Mencionó un poco más tarde la cuestión de las mujeres en mi presencia y me horroricé.

—¡Gracias hay que darle a Dios por haber hecho tan horribles a los Wersgorix y, además, de otra especie! —exclamé—. ¡Su providencia es enorme!

—Es verdad que no son muy guapos, pero, ¿estáis seguro de que no son humanos? —preguntó el barón.

—Ojalá y Dios quisiera que conociera la respuesta —contesté tras pensarlo—. No se parecen a nada que pueda verse en la Tierra. Sin embargo, caminan sobre dos piernas, tienen manos, voz, razonamiento.

—De todos modos, tiene poca importancia —decidió.

—¡Oh, sí la tiene! —repliqué—. Mirad, sire, si tienen alma, nuestro más preclaro deber es ganarlos para la Fe. Pero si carecen de ella, sería blasfemo darles los sacramentos.

—Bien, es cosa vuestra descubrir la verdad —respondió sir Roger con indiferencia.

Me apresuré hacia el camarote de Branithar, custodiado por dos soldados armados con lanzas.

—¿Qué quieres? —me preguntó cuando me senté.

—¿Tienes alma? —pregunté.

—¿Una qué?

Le expliqué lo que significaba spirítus. Pareció muy intrigado.

—¿Crees de verdad que una miniatura de ti mismo vive en tu cabeza? —interrogó.

—¡Oh! No. El alma no es material. Es lo que da la vida… no, no es eso, pues los animales están vivos… es la voluntad, es lo que es uno.

—Entiendo. El cerebro.

—¡No, no, no! El alma, bueno, es lo que vive después de la muerte del cuerpo y lo que deberá padecer el juicio por los actos de esta vida.

—¡Ah! ¿Crees que la personalidad sobrevive después de la muerte! Interesante problema. Si la personalidad es algo así como un esquema más que un objeto material, como parece razonable pensarlo, es teóricamente posible que ese esquema pueda ser transferido a otra cosa; el mismo sistema de relaciones pero en otra matriz física.

—Deja de divagar —pedí, impaciente—. Eres peor que un albigense. Dime simplemente si tienes o no tienes alma.

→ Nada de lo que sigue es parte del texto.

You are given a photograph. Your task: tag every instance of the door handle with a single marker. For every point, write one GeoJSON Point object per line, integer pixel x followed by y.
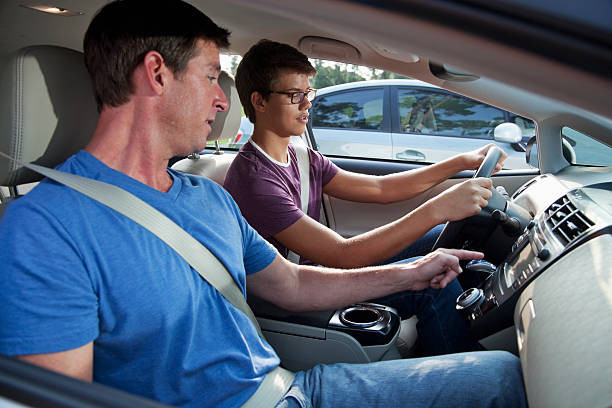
{"type": "Point", "coordinates": [410, 155]}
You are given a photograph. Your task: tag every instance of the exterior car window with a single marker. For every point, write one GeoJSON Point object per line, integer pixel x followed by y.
{"type": "Point", "coordinates": [441, 113]}
{"type": "Point", "coordinates": [585, 150]}
{"type": "Point", "coordinates": [362, 109]}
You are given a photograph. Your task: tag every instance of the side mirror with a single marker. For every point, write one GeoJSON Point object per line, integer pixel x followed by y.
{"type": "Point", "coordinates": [507, 133]}
{"type": "Point", "coordinates": [531, 152]}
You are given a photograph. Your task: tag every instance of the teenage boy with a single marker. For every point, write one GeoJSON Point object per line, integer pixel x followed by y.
{"type": "Point", "coordinates": [273, 82]}
{"type": "Point", "coordinates": [91, 294]}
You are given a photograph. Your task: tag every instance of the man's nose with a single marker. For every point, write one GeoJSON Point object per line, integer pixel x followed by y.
{"type": "Point", "coordinates": [221, 102]}
{"type": "Point", "coordinates": [306, 103]}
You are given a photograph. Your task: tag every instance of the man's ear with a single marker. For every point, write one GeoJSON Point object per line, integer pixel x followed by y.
{"type": "Point", "coordinates": [258, 101]}
{"type": "Point", "coordinates": [156, 72]}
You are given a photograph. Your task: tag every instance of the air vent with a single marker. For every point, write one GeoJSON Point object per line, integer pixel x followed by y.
{"type": "Point", "coordinates": [566, 221]}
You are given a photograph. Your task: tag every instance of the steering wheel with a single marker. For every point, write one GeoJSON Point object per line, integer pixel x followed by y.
{"type": "Point", "coordinates": [449, 234]}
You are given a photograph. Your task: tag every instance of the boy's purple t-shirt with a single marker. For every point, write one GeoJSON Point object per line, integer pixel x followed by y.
{"type": "Point", "coordinates": [268, 193]}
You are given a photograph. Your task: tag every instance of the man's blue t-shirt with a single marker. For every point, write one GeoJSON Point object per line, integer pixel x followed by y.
{"type": "Point", "coordinates": [75, 271]}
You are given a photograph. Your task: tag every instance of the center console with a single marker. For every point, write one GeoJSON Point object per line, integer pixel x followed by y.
{"type": "Point", "coordinates": [358, 333]}
{"type": "Point", "coordinates": [561, 227]}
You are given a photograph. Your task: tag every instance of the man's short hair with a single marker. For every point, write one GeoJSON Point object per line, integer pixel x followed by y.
{"type": "Point", "coordinates": [261, 66]}
{"type": "Point", "coordinates": [123, 32]}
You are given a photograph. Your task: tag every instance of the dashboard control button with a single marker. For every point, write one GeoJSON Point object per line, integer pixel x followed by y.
{"type": "Point", "coordinates": [544, 254]}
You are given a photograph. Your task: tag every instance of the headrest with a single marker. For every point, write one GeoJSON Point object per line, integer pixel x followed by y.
{"type": "Point", "coordinates": [47, 110]}
{"type": "Point", "coordinates": [227, 123]}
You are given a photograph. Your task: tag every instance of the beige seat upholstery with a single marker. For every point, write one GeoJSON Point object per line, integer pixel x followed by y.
{"type": "Point", "coordinates": [226, 125]}
{"type": "Point", "coordinates": [47, 111]}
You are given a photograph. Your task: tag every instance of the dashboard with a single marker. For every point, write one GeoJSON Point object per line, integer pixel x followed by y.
{"type": "Point", "coordinates": [555, 287]}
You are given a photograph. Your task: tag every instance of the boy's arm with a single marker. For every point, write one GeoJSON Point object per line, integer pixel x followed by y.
{"type": "Point", "coordinates": [76, 363]}
{"type": "Point", "coordinates": [402, 186]}
{"type": "Point", "coordinates": [308, 288]}
{"type": "Point", "coordinates": [324, 246]}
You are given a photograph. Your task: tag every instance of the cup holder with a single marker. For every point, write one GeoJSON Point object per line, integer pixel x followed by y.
{"type": "Point", "coordinates": [361, 316]}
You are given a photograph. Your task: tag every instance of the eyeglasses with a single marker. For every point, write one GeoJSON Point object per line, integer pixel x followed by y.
{"type": "Point", "coordinates": [298, 97]}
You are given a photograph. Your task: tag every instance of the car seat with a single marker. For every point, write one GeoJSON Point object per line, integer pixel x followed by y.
{"type": "Point", "coordinates": [47, 112]}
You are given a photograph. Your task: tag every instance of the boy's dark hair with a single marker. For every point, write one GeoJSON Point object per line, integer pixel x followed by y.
{"type": "Point", "coordinates": [261, 66]}
{"type": "Point", "coordinates": [123, 32]}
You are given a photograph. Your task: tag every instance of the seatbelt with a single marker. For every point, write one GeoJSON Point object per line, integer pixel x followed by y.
{"type": "Point", "coordinates": [303, 162]}
{"type": "Point", "coordinates": [277, 381]}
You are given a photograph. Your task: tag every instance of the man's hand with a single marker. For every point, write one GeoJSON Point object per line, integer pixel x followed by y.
{"type": "Point", "coordinates": [462, 200]}
{"type": "Point", "coordinates": [474, 158]}
{"type": "Point", "coordinates": [437, 269]}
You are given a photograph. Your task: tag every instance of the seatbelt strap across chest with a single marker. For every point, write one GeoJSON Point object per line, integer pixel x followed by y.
{"type": "Point", "coordinates": [277, 381]}
{"type": "Point", "coordinates": [303, 162]}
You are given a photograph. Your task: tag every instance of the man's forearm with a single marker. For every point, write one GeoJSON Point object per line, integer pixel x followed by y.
{"type": "Point", "coordinates": [325, 289]}
{"type": "Point", "coordinates": [405, 185]}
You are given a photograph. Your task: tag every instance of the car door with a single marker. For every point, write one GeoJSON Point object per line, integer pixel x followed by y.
{"type": "Point", "coordinates": [354, 123]}
{"type": "Point", "coordinates": [430, 125]}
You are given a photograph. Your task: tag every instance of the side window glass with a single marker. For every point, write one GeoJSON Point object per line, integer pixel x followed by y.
{"type": "Point", "coordinates": [440, 113]}
{"type": "Point", "coordinates": [527, 126]}
{"type": "Point", "coordinates": [361, 109]}
{"type": "Point", "coordinates": [581, 149]}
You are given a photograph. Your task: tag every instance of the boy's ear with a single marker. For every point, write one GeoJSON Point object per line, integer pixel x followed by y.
{"type": "Point", "coordinates": [258, 101]}
{"type": "Point", "coordinates": [155, 71]}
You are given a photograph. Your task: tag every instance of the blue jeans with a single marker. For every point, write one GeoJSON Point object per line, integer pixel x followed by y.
{"type": "Point", "coordinates": [441, 329]}
{"type": "Point", "coordinates": [477, 379]}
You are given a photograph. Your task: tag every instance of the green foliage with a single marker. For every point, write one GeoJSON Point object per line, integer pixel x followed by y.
{"type": "Point", "coordinates": [329, 74]}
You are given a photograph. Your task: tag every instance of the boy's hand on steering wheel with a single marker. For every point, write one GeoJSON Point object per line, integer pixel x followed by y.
{"type": "Point", "coordinates": [474, 158]}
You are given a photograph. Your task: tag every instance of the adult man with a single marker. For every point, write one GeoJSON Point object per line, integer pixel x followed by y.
{"type": "Point", "coordinates": [273, 82]}
{"type": "Point", "coordinates": [105, 300]}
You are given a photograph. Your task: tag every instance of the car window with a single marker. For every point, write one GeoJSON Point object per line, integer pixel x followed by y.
{"type": "Point", "coordinates": [581, 149]}
{"type": "Point", "coordinates": [360, 109]}
{"type": "Point", "coordinates": [442, 113]}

—Nuestros sabios han hecho investigaciones al respecto y se han dedicado al problema del concepto de la personalidad como esquema, pero, por lo que sé, carecen de datos en los que basar una conclusión sólida.

—De nuevo divagas —dije, suspirando—. ¿No puedes darme una respuesta más sencilla? ¿Decirme únicamente si tienes o no tienes alma?

—No lo sé.

—¡Ah! No eres de mucha ayuda —le reprendí y me marché.

Los capellanes y yo debatimos el problema largamente, pero, salvo el hecho evidente de que podíamos bautizar provisionalmente a cualquier no humano que lo desease, no llegamos a ninguna conclusión. Era un asunto que incumbía a Roma, cuestión que, quizá, necesitaba todo un concilio ecuménico.

Mientras pasaba todo esto, lady Catalina dominó sus lloros y se paseó con altanería a lo largo de los pasillos, buscando aligerar mediante el movimiento su tormento interior. En la gran sala en la que cenaban los capitanes, ella encontró a sir Owain con su arpa. El caballero se puso de pie de un salto e hizo una reverencia.

—¡Señora! Qué agradable… me atrevería a decir fascinante… sorpresa.

La dama se sentó en un banco.

—¿Dónde estamos ahora? —preguntó, dejándose dominar por la fatiga.

Percibiendo que sabía la verdad, sir Owain replicó:

—No lo sé. El propio Sol se ha hecho tan pequeño que le hemos perdido entre las otras estrellas —una lenta sonrisa iluminó su rostro sombrío—. En esta habitación, sin embargo, brilla otro Sol.

Catalina se sintió ruborizar. Bajó los ojos y los clavó en sus zapatos. Sus labios esbozaron, contra su voluntad, una sonrisa.

—Estamos realizando el viaje más solitario que haya emprendido jamás el hombre —dijo sir Owain—. Si mi señora me lo permite, intentaré borrar una hora con un ciclo de canciones dedicado a vuestros encantos.

Lady Catalina no lo rechazó ni una sola vez. La voz del caballero se alzó hasta llenar toda la habitación.